Author: Monel, B.; Planas, D.; Grzelak, L.; Smith, N.; Robillard, N.; Staropoli, I.; Goncalves, P.; Porrot, F.; Guivel-Benhassine, F.; Demory, N.; Rodary, J.; Puech, J.; Euzen, V.; Belec, L.; Orvoen, G.; Nunes, L.; Moulin, V.; Fourgeaud, J.; Wack, M.; Imbeaud, S.; Campagne, P.; Duffy, D.; Di Santo, J.; Bruel, T.; Pere, H.; Veyer, D.; Schwartz, O.

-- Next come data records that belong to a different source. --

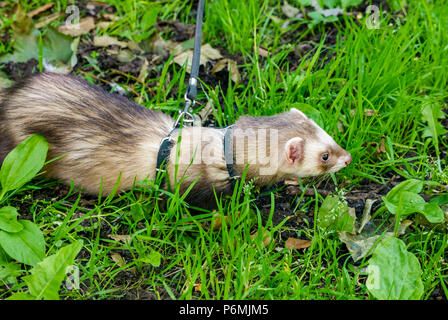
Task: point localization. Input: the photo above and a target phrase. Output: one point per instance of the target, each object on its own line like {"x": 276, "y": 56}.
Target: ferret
{"x": 102, "y": 136}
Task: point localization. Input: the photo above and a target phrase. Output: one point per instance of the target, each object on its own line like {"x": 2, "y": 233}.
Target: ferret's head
{"x": 309, "y": 150}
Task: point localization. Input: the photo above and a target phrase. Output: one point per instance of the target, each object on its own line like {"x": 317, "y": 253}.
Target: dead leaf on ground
{"x": 47, "y": 20}
{"x": 125, "y": 238}
{"x": 197, "y": 287}
{"x": 207, "y": 53}
{"x": 231, "y": 67}
{"x": 84, "y": 26}
{"x": 105, "y": 41}
{"x": 117, "y": 258}
{"x": 41, "y": 9}
{"x": 294, "y": 243}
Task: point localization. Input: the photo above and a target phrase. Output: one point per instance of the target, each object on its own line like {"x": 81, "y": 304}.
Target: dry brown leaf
{"x": 84, "y": 26}
{"x": 294, "y": 243}
{"x": 125, "y": 238}
{"x": 116, "y": 257}
{"x": 47, "y": 20}
{"x": 41, "y": 9}
{"x": 105, "y": 41}
{"x": 104, "y": 24}
{"x": 197, "y": 287}
{"x": 207, "y": 53}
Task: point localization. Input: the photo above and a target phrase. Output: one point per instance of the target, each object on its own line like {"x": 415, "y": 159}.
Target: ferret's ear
{"x": 297, "y": 111}
{"x": 294, "y": 149}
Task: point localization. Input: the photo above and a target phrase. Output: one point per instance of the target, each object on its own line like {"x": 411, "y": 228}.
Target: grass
{"x": 389, "y": 72}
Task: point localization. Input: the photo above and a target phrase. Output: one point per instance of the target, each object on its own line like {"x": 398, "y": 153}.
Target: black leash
{"x": 186, "y": 116}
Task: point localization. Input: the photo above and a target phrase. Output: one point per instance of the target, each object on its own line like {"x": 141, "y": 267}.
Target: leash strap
{"x": 190, "y": 95}
{"x": 192, "y": 89}
{"x": 228, "y": 154}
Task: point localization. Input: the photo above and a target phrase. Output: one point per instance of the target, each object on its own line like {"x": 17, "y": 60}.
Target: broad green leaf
{"x": 26, "y": 246}
{"x": 46, "y": 277}
{"x": 23, "y": 163}
{"x": 8, "y": 219}
{"x": 404, "y": 199}
{"x": 394, "y": 273}
{"x": 433, "y": 213}
{"x": 154, "y": 258}
{"x": 410, "y": 185}
{"x": 431, "y": 113}
{"x": 440, "y": 200}
{"x": 405, "y": 203}
{"x": 9, "y": 272}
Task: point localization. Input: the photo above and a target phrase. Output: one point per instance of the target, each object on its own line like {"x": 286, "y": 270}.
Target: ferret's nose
{"x": 348, "y": 160}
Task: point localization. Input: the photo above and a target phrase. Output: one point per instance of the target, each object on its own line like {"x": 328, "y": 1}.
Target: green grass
{"x": 393, "y": 70}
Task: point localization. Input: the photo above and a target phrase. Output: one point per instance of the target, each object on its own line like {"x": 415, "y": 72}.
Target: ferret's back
{"x": 97, "y": 132}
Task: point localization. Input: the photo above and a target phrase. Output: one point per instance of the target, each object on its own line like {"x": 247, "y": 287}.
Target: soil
{"x": 284, "y": 198}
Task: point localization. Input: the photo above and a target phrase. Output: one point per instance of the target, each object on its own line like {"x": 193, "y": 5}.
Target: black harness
{"x": 186, "y": 117}
{"x": 168, "y": 142}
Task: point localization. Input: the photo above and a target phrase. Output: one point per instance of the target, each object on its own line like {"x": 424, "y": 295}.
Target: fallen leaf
{"x": 207, "y": 53}
{"x": 105, "y": 41}
{"x": 47, "y": 20}
{"x": 39, "y": 10}
{"x": 197, "y": 287}
{"x": 294, "y": 243}
{"x": 117, "y": 258}
{"x": 125, "y": 238}
{"x": 84, "y": 26}
{"x": 266, "y": 237}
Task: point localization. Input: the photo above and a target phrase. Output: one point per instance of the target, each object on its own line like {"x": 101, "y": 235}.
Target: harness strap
{"x": 228, "y": 154}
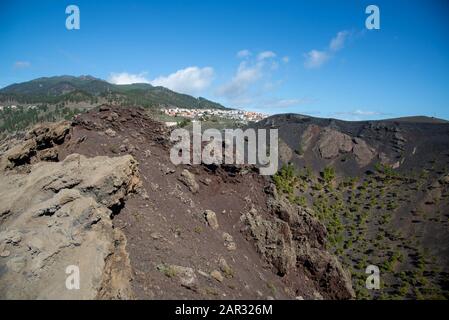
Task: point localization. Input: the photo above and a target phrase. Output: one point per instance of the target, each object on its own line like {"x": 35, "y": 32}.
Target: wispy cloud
{"x": 246, "y": 75}
{"x": 266, "y": 55}
{"x": 22, "y": 64}
{"x": 243, "y": 53}
{"x": 191, "y": 80}
{"x": 127, "y": 78}
{"x": 338, "y": 42}
{"x": 316, "y": 58}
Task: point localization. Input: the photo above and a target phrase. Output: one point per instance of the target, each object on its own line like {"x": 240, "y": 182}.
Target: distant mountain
{"x": 90, "y": 89}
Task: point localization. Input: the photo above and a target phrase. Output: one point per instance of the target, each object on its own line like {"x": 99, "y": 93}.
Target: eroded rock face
{"x": 59, "y": 215}
{"x": 39, "y": 143}
{"x": 332, "y": 143}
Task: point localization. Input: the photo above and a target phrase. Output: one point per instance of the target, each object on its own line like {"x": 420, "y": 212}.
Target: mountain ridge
{"x": 63, "y": 88}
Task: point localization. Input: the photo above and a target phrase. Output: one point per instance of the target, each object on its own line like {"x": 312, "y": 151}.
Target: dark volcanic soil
{"x": 165, "y": 225}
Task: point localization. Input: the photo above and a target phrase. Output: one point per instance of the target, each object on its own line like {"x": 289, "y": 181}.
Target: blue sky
{"x": 310, "y": 57}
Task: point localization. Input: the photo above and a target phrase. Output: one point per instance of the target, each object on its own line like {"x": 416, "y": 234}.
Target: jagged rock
{"x": 217, "y": 275}
{"x": 444, "y": 180}
{"x": 188, "y": 179}
{"x": 229, "y": 241}
{"x": 331, "y": 143}
{"x": 60, "y": 215}
{"x": 273, "y": 240}
{"x": 363, "y": 153}
{"x": 293, "y": 237}
{"x": 185, "y": 275}
{"x": 211, "y": 219}
{"x": 37, "y": 144}
{"x": 111, "y": 133}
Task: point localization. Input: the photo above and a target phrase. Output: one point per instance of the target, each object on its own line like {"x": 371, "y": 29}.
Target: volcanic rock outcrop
{"x": 139, "y": 227}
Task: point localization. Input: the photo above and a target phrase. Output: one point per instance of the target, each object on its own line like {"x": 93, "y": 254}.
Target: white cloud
{"x": 266, "y": 55}
{"x": 315, "y": 59}
{"x": 338, "y": 42}
{"x": 22, "y": 64}
{"x": 190, "y": 80}
{"x": 282, "y": 103}
{"x": 243, "y": 53}
{"x": 127, "y": 78}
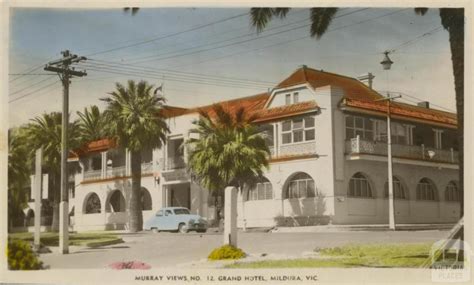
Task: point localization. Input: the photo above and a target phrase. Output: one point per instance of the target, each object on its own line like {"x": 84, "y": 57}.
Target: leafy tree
{"x": 91, "y": 124}
{"x": 45, "y": 131}
{"x": 135, "y": 120}
{"x": 19, "y": 169}
{"x": 230, "y": 150}
{"x": 452, "y": 19}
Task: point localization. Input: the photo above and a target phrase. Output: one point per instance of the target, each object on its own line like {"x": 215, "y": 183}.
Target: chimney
{"x": 424, "y": 104}
{"x": 367, "y": 79}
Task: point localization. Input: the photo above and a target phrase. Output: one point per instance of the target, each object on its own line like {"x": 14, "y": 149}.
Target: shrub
{"x": 129, "y": 265}
{"x": 22, "y": 257}
{"x": 226, "y": 252}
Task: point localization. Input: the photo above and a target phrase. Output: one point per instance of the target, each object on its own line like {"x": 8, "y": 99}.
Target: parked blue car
{"x": 176, "y": 219}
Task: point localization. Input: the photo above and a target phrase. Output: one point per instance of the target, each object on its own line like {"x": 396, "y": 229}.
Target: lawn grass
{"x": 85, "y": 239}
{"x": 373, "y": 255}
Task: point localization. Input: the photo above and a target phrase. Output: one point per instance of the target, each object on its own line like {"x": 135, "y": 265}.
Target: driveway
{"x": 172, "y": 249}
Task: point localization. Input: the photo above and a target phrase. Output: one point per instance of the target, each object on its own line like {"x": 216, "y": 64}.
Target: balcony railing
{"x": 92, "y": 174}
{"x": 360, "y": 146}
{"x": 112, "y": 172}
{"x": 172, "y": 163}
{"x": 297, "y": 148}
{"x": 147, "y": 167}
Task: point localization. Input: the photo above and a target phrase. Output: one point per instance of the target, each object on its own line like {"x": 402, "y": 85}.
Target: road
{"x": 172, "y": 249}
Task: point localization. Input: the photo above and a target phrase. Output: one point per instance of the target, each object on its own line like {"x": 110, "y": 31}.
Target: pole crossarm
{"x": 62, "y": 68}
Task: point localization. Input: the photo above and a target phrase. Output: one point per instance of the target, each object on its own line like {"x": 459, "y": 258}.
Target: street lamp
{"x": 386, "y": 64}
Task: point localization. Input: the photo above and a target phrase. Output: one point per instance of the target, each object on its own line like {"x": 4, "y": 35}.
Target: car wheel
{"x": 182, "y": 228}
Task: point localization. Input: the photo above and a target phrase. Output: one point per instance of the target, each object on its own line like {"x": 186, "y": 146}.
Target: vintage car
{"x": 176, "y": 219}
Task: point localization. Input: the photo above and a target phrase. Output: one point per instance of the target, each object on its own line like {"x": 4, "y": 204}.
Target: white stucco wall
{"x": 278, "y": 96}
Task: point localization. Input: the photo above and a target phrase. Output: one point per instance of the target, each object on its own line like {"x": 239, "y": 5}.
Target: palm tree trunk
{"x": 56, "y": 187}
{"x": 453, "y": 21}
{"x": 135, "y": 207}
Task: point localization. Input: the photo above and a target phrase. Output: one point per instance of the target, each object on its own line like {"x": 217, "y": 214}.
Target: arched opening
{"x": 30, "y": 218}
{"x": 116, "y": 202}
{"x": 426, "y": 190}
{"x": 452, "y": 193}
{"x": 145, "y": 199}
{"x": 262, "y": 190}
{"x": 92, "y": 204}
{"x": 299, "y": 185}
{"x": 359, "y": 186}
{"x": 399, "y": 189}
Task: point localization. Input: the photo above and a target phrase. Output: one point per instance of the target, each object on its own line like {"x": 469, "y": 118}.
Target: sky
{"x": 205, "y": 55}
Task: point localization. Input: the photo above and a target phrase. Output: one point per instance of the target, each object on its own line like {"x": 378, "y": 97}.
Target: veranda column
{"x": 230, "y": 216}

Title: Release of infectious virus and cytokines in nasopharyngeal swabs from individuals infected with non-B.1.1.7 or B.1.1.7 SARS-CoV-2 variants. Cord-id: bdcwowci Document date: 2021_5_22
ID: bdcwowci
Snippet: The mechanisms that allowed for the SARS-CoV-2 B.1.1.7 variant to rapidly outcompete pre-existing variants in many countries remain poorly characterized. Here, we analyzed viral release, anti-SARS-CoV-2 antibodies and cytokine production in a retrospective series of 427 RTqPCR+ nasopharyngeal swabs collected in COVID-19 patients harbouring either non-B.1.1.7 or B.1.17 variants. We utilized a novel rapid assay, based on S-Fuse-T reporter cells, to quantify infectious SARS-CoV-2. With both non-B.1
Document: The mechanisms that allowed for the SARS-CoV-2 B.1.1.7 variant to rapidly outcompete pre-existing variants in many countries remain poorly characterized. Here, we analyzed viral release, anti-SARS-CoV-2 antibodies and cytokine production in a retrospective series of 427 RTqPCR+ nasopharyngeal swabs collected in COVID-19 patients harbouring either non-B.1.1.7 or B.1.17 variants. We utilized a novel rapid assay, based on S-Fuse-T reporter cells, to quantify infectious SARS-CoV-2. With both non-B.1.1.7 and B.1.1.7 variants, viral titers were highly variable, ranging from 0 to >106 infectious units, and correlated with viral RNA levels. Lateral flow antigenic rapid diagnostic tests (RDTs) were positive in 96% of the samples harbouring infectious virus. About 67 % of individuals carried detectable infectious virus within the first two days after onset of symptoms. This proportion decreased overtime, and viable virus was detected up to 14 days. Samples containing anti-SARS-CoV-2 IgG or IgA did not generally harbour infectious virus. The proportion of individuals displaying viable virus or being RDT-positive was not higher with B.1.1.7 than with non- B.1.1.7 variants. Ct values were slightly but not significantly lower with B.1.1.7. The variant was characterized by a fast decrease of infectivity overtime and a marked release of 17 cytokines (including IFN-b, IP-10, IL-10 and TRAIL). Our results highlight differences between non-B.1.1.7 and B.1.1.7 variants. B.1.1.7 is associated with modified viral decays and cytokine profiles at the nasopharyngeal mucosae during symptomatic infection.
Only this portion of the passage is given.